HP, AMD find their MUSE with thin notebooks

Video HP AMD's from Youtube


HP emphasised compelling designs and colours, but also its expanded use of AMD processors in its back-to-school laptop lineup this week.

Ultra-thin laptop concepts pushed by AMD could literally be the shape of things to come, with netbooks suffering a setback in the first quarter and Intel taking another shot at this higher-end category.

HP unveiled its broadest selection and largest single introduction of AMD-powered laptops this week, with 14 notebooks introduced under AMD's Vision and Vision Pro brands.

Chris Cloran, general manager of AMD's Client division, told me AMD's platform for ultra-thin laptops is now in its third generation since the concept and first model was introduced with HP in January 2009.

"They're between netbooks and notebooks, sexy and thin but with the full PC experience" is his definition.
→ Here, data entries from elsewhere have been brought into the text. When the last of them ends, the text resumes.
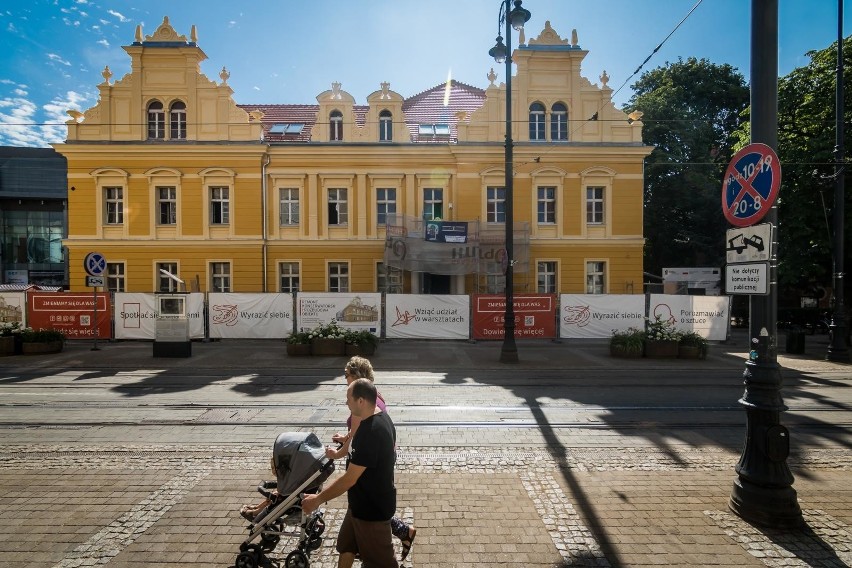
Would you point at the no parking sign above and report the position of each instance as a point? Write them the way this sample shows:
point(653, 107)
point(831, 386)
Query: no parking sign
point(751, 185)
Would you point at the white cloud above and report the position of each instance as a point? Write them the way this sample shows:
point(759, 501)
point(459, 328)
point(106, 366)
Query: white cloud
point(118, 15)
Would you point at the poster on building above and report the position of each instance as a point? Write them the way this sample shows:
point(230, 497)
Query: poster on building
point(596, 316)
point(535, 316)
point(72, 314)
point(427, 316)
point(705, 315)
point(250, 316)
point(136, 315)
point(359, 311)
point(12, 306)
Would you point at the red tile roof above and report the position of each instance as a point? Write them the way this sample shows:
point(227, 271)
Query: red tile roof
point(424, 108)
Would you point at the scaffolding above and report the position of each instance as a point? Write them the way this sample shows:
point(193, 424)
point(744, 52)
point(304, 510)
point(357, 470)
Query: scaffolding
point(417, 245)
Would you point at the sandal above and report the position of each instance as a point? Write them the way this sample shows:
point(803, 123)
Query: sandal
point(407, 543)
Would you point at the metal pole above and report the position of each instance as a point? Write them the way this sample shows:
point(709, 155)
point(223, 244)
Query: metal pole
point(509, 350)
point(763, 492)
point(837, 350)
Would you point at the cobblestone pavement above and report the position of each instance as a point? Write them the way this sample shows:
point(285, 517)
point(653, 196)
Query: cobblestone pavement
point(177, 506)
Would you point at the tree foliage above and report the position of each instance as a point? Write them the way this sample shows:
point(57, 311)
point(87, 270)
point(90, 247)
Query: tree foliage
point(691, 109)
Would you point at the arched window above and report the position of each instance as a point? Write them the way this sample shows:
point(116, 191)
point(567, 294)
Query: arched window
point(537, 122)
point(385, 126)
point(156, 121)
point(559, 122)
point(177, 120)
point(335, 121)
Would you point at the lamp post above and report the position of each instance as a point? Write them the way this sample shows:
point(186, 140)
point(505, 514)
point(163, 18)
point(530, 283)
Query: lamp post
point(514, 18)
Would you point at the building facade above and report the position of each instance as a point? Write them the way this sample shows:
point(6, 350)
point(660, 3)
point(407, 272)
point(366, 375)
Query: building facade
point(168, 175)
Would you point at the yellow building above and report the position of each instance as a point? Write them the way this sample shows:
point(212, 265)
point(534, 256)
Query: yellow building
point(167, 174)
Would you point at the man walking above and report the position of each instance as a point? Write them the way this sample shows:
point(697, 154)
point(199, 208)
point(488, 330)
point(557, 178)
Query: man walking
point(369, 484)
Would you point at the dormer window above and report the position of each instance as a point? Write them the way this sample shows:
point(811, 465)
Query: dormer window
point(385, 126)
point(156, 121)
point(177, 120)
point(335, 122)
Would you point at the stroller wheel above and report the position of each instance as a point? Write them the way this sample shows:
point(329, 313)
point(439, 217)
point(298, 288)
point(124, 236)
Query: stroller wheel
point(246, 560)
point(297, 559)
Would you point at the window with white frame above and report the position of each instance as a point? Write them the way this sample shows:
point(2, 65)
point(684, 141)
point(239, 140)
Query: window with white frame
point(114, 198)
point(558, 123)
point(335, 123)
point(288, 204)
point(546, 273)
point(546, 205)
point(433, 203)
point(115, 277)
point(289, 275)
point(496, 205)
point(220, 276)
point(385, 204)
point(156, 121)
point(385, 126)
point(219, 206)
point(338, 277)
point(595, 205)
point(167, 204)
point(164, 282)
point(537, 122)
point(338, 207)
point(177, 121)
point(595, 277)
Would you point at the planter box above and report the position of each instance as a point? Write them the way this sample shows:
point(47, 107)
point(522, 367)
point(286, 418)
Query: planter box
point(661, 349)
point(41, 348)
point(366, 350)
point(299, 349)
point(328, 347)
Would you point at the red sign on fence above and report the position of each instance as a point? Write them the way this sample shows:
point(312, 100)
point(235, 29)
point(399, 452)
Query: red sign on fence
point(72, 314)
point(535, 316)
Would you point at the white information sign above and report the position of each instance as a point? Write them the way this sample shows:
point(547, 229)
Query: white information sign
point(425, 316)
point(747, 278)
point(250, 316)
point(588, 316)
point(136, 315)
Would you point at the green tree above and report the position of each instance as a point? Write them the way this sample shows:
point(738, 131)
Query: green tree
point(691, 109)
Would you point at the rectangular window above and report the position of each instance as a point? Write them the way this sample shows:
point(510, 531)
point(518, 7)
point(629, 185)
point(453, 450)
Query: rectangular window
point(167, 203)
point(219, 206)
point(164, 282)
point(289, 277)
point(385, 204)
point(114, 197)
point(496, 206)
point(546, 205)
point(115, 277)
point(220, 276)
point(595, 277)
point(546, 277)
point(594, 205)
point(338, 209)
point(433, 203)
point(288, 205)
point(338, 277)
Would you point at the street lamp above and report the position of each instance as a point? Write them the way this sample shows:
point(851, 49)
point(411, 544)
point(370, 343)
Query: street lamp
point(514, 18)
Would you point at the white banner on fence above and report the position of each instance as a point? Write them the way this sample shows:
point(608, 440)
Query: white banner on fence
point(250, 316)
point(426, 316)
point(136, 315)
point(13, 307)
point(705, 315)
point(350, 310)
point(593, 316)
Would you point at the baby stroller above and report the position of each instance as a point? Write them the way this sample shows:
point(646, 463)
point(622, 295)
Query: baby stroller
point(300, 467)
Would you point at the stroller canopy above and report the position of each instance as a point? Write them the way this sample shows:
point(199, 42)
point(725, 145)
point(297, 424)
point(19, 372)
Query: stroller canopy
point(297, 456)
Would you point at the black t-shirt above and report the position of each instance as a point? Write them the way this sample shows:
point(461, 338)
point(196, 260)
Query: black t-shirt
point(373, 497)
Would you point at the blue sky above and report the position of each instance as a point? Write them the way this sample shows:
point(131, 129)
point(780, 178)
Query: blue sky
point(52, 52)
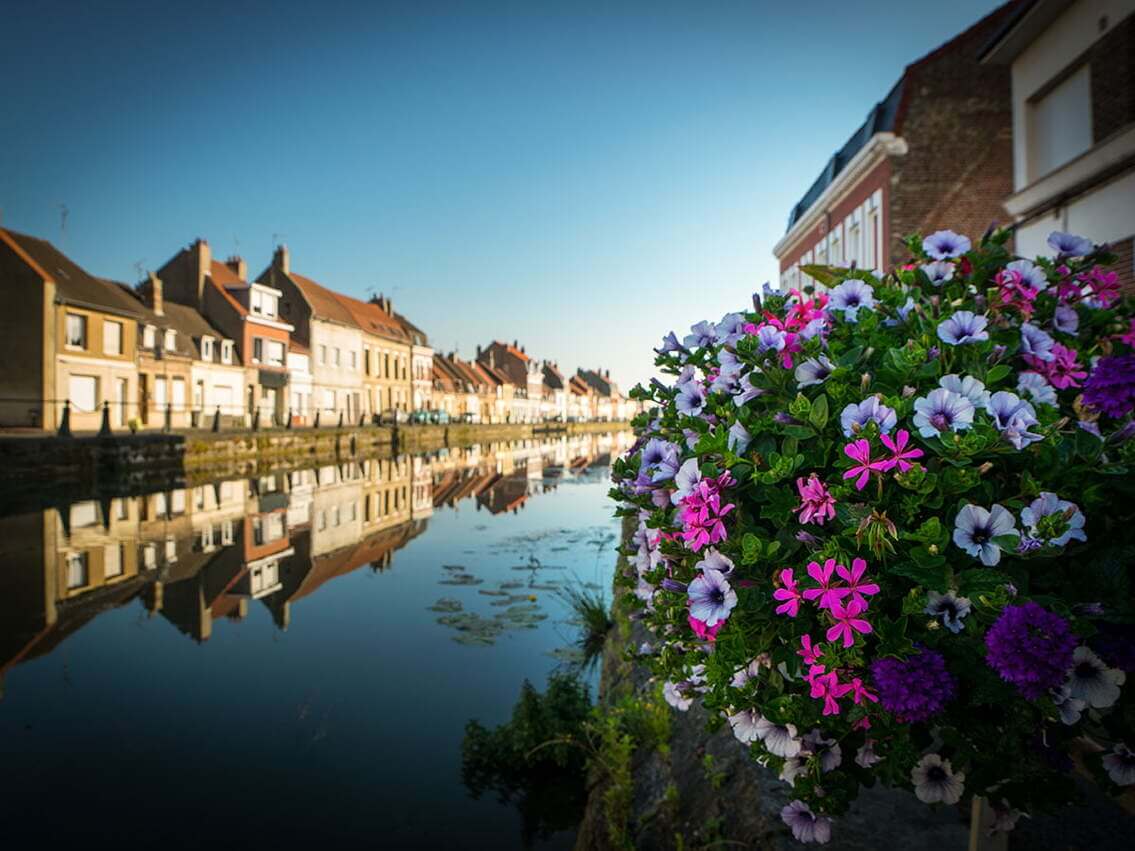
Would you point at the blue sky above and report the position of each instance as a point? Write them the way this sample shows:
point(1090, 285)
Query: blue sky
point(578, 176)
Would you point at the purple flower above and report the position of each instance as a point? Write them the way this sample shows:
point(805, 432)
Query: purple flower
point(975, 528)
point(691, 398)
point(871, 410)
point(739, 438)
point(814, 371)
point(703, 334)
point(1030, 274)
point(1110, 389)
point(946, 244)
point(1053, 521)
point(1031, 648)
point(1066, 319)
point(968, 387)
point(949, 607)
point(942, 411)
point(939, 272)
point(660, 460)
point(1012, 416)
point(1036, 387)
point(850, 296)
point(1036, 343)
point(806, 825)
point(963, 327)
point(1066, 245)
point(914, 689)
point(711, 598)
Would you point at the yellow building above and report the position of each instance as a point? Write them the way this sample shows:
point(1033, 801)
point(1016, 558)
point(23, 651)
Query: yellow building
point(73, 335)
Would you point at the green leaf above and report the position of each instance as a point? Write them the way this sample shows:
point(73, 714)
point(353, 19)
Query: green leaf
point(818, 415)
point(997, 373)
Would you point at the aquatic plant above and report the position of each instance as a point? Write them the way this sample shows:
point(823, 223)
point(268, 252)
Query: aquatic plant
point(888, 530)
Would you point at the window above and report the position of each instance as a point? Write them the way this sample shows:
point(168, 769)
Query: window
point(76, 330)
point(83, 392)
point(275, 353)
point(112, 561)
point(111, 337)
point(77, 573)
point(1060, 124)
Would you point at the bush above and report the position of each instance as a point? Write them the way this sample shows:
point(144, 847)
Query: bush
point(887, 530)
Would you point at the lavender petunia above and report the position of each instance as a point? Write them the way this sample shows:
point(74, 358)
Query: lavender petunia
point(1014, 418)
point(975, 528)
point(963, 327)
point(850, 296)
point(1036, 342)
point(871, 410)
point(1068, 245)
point(813, 371)
point(940, 271)
point(946, 245)
point(942, 411)
point(1053, 521)
point(711, 598)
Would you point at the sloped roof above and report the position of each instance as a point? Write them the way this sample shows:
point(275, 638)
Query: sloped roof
point(73, 284)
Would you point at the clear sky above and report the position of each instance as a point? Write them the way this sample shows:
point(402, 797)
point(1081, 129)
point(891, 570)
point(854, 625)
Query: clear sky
point(581, 177)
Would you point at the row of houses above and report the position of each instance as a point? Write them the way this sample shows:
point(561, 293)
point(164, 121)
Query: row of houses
point(1025, 119)
point(203, 555)
point(200, 342)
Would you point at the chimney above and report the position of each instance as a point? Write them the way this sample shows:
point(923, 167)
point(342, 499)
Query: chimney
point(151, 294)
point(203, 260)
point(282, 260)
point(238, 267)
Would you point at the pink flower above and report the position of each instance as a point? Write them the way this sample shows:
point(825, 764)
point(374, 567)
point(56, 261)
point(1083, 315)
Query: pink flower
point(848, 623)
point(856, 588)
point(860, 451)
point(809, 653)
point(1062, 371)
point(789, 593)
point(826, 593)
point(816, 504)
point(706, 633)
point(898, 446)
point(826, 687)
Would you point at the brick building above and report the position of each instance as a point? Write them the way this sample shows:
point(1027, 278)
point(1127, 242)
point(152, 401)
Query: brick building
point(935, 152)
point(1073, 67)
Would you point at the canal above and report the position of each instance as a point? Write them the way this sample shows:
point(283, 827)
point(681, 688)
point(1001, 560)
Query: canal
point(292, 657)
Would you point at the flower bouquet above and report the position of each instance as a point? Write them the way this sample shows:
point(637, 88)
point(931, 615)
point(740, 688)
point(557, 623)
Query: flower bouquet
point(885, 528)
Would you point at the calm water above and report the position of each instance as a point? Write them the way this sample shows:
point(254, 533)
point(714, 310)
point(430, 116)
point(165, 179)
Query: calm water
point(258, 660)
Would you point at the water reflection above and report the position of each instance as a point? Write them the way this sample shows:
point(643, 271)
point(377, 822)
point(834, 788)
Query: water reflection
point(204, 555)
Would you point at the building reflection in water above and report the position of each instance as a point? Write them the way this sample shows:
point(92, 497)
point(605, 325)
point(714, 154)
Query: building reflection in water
point(201, 555)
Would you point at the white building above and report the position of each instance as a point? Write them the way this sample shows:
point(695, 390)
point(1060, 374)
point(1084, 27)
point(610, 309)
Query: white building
point(1073, 123)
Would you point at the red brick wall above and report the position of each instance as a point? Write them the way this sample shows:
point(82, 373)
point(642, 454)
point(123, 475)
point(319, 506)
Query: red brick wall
point(877, 178)
point(956, 117)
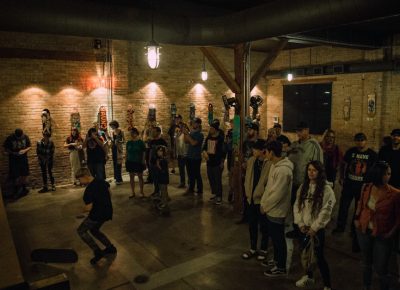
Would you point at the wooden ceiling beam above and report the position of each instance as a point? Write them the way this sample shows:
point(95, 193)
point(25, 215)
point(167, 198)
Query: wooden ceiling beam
point(263, 68)
point(220, 68)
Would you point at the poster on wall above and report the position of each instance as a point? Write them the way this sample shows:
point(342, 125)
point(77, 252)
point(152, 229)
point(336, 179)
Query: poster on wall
point(371, 105)
point(346, 109)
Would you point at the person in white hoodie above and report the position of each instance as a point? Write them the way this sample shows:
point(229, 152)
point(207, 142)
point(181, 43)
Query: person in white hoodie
point(275, 204)
point(312, 212)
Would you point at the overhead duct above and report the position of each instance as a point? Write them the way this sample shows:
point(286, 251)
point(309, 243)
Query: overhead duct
point(113, 21)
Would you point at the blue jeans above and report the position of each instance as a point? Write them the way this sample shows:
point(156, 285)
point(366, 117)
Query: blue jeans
point(375, 251)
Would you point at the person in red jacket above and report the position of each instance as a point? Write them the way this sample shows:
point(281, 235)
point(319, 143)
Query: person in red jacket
point(377, 220)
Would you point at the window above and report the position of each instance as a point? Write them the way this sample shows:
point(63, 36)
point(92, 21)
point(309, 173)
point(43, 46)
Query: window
point(310, 103)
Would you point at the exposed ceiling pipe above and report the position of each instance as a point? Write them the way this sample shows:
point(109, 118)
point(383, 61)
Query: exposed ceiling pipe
point(113, 21)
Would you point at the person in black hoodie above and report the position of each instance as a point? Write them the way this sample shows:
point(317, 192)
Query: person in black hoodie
point(97, 195)
point(214, 153)
point(161, 176)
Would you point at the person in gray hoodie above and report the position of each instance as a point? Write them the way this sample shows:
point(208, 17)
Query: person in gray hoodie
point(255, 180)
point(301, 152)
point(275, 203)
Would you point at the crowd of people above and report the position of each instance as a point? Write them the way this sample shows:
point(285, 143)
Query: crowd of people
point(284, 183)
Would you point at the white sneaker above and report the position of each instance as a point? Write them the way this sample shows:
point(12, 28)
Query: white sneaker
point(305, 281)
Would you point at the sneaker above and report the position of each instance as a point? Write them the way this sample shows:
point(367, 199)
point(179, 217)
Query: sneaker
point(269, 264)
point(188, 192)
point(110, 250)
point(98, 254)
point(292, 235)
point(43, 190)
point(275, 272)
point(305, 281)
point(262, 255)
point(337, 230)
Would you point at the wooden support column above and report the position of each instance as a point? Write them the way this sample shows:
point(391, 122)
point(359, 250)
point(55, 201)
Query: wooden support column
point(222, 71)
point(264, 67)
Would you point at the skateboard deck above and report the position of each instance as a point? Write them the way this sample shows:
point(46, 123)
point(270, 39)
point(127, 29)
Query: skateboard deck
point(54, 255)
point(102, 118)
point(210, 113)
point(129, 117)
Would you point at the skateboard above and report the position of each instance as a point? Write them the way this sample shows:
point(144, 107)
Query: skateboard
point(159, 206)
point(129, 117)
point(54, 255)
point(173, 111)
point(210, 113)
point(102, 118)
point(75, 120)
point(192, 111)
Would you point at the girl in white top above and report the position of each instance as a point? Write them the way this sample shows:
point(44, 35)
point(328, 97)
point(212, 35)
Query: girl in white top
point(312, 212)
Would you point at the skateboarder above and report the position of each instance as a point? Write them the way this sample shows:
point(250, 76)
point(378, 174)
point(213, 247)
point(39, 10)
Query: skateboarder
point(97, 194)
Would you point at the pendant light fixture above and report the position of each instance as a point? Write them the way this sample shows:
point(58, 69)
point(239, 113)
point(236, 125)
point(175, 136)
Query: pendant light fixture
point(204, 74)
point(153, 49)
point(290, 73)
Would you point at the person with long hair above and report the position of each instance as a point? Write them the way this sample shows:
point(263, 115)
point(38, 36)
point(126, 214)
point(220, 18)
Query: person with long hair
point(312, 212)
point(377, 221)
point(135, 160)
point(74, 144)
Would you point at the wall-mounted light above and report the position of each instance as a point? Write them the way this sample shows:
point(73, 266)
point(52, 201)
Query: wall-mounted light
point(153, 49)
point(204, 74)
point(290, 73)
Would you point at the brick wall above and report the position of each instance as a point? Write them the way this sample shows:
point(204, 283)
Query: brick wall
point(70, 77)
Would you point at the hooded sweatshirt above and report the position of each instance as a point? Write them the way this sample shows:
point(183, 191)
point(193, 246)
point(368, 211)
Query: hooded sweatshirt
point(300, 154)
point(305, 218)
point(276, 198)
point(248, 182)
MacBook Air-like but cheaper, ultra-thin or "thin and light" has been AMD's strategic answer to the success of netbooks, where it does not have a product to compare with Intel's Atom processor.

Both battery life and performance have been increased this time around and Mr Cloran said the growing integration of AMD's processors with graphics chips from its ATI acquision was "changing the experience" for users, right down to web pages with graphics loading much faster. HP says AMD's chips in its new dm3 model are giving 7 hours of battery life.

AMD does seem more competitive with its bigger rival on both performance and price and is expected to announce next week that its chips will be available on 109 laptop models this summer compared to 40 a year ago, according to a Reuters repot. An AMD version of HP's Pavilion dv6 laptop will cost $530, compared to $650 for an Intel Version.

Intel is also paying more attention to ultra-thin. At a briefing this week, it announced less powerful versions of its Core i3 and i5 processors would be aimed at the market.

Analysts refer to this segment as CULV-Consumer Ultra-Low Voltage notebooks. In a report this week, the iSuppli research firm predicted 14.5m CULV notebooks would ship this year, up 93 per cent on 2009. That compares to only 30 per cent growt for netbooks, except netbooks are a more mature segment and forecasts are for a much larger 34.5m units to be shipped.


Intel reported a 19 per cent fall in netbook chips shipped in the first quarter compared to the fourth, but blamed this on inventories being cleared after the holiday season. However, the netbook category is under pressure from not just CULVs but smartbooks and tablets-notably the iPad, with Morgan Stanley reporting only 5 per cent growth rates for netbooks year-on-year in April.

The other major trend, judging by HP's new lineup, is the degree of effort going into design and looks.

"it's kind of shock and awe, everything in the lineup is new," Stacy Wolf, head of HP notebook design, told me.

He talked about a MUSE strategy focused on Materials, Usability, the Sensory appeal of products and the overall Experience of the user interface, packaging and use of the product.

The design and feature sets brought in with its Envy 13 and 15 high-end models are filtering down to the mainstream Pavilion consumer laptops with, among the features, aluminium cladding, backlit keyboards, a larger touchpad, clean lines, chemically etched designs,
textured finishes, slot-loading DVD players and a range of colours and matching wallpapers and accessories, from a champagne colour on the dv6 [pictured at top] to Sonoma Red on the dv5 and "preppy pink" on the Mini 210 netbook.


Prices range from $1400 for the Envy 17, with its 17.3-inch screen to $280 for a new version of the HP Mini 110 netbook.